Now, let's calculate the $x$-dependent probability that Agishom wins: $P(A^x>S)$ for the meaningful $x's$.

For $x=2$

$$P(A^2>S)=P(A_1>S\ \cap \ A_1 \geq 2)+P(A_2>S\ \cap \ A_1<2)=$$ $$=\sum_{i=2}^{i=12}P(A_1>i\ \cap \ A_1 \geq 2\ \cap \ S=i)=$$ $$=\sum_{i=2}^{i=12}P(A_1>i\ \cap \ S=i)=\sum_{i=2}^{i=12}P(A_1>i)P(S=i).$$

In general

$$P(A^x>S)=P(A_1>S\ \cap \ A_1 \geq x)+P(A_2>S\ \cap \ A_1<x)=$$ $$=\sum_{i=2}^{i=12}P(A_1>i\ \cap \ A_1 \geq x\ \cap \ S=i)+\sum_{i=2}^{i=12}P(A_2>i\ \cap \ A_1<x\ \cap \ S=i)=$$ $$=P(A_1\geq x)\sum_{i=2}^{x-1}P(S=i)+\sum_{i=x}^{i=12}P(A_1>i)P(S=i)+P(A_1<x)\sum_{i=2}^{i=12}P(A_2>i)P(S=i).$$

Based on the $P(A_1=i)=P(A_2=i)=P(S=i)$ table the probabilities above can be calculated.
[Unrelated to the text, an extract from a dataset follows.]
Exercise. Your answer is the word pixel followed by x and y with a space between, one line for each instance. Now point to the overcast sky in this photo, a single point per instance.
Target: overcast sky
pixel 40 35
The answer is the maximum in $x$.

The results of the calculation is shown below. Here the probability that Agishom wins is depicted as a function of $x$:

Tha maximum takes place at $x=8$. So, if Agishom rolls the second time if $A_1<8$ then the probability that she wins is $\approx 0.57.$-

The strategy is correct, but in the computation where you retain your first roll of $\ge 8$,
the sample space is only $15\times 36 = 540,\; thus\; \frac{400}{540}$

As for simplifying computations, you could isolate the cases where both roll the same number, viz.$(2,2,),(3,3)...(12,12)$; you could then use the symmetry of the remaining results.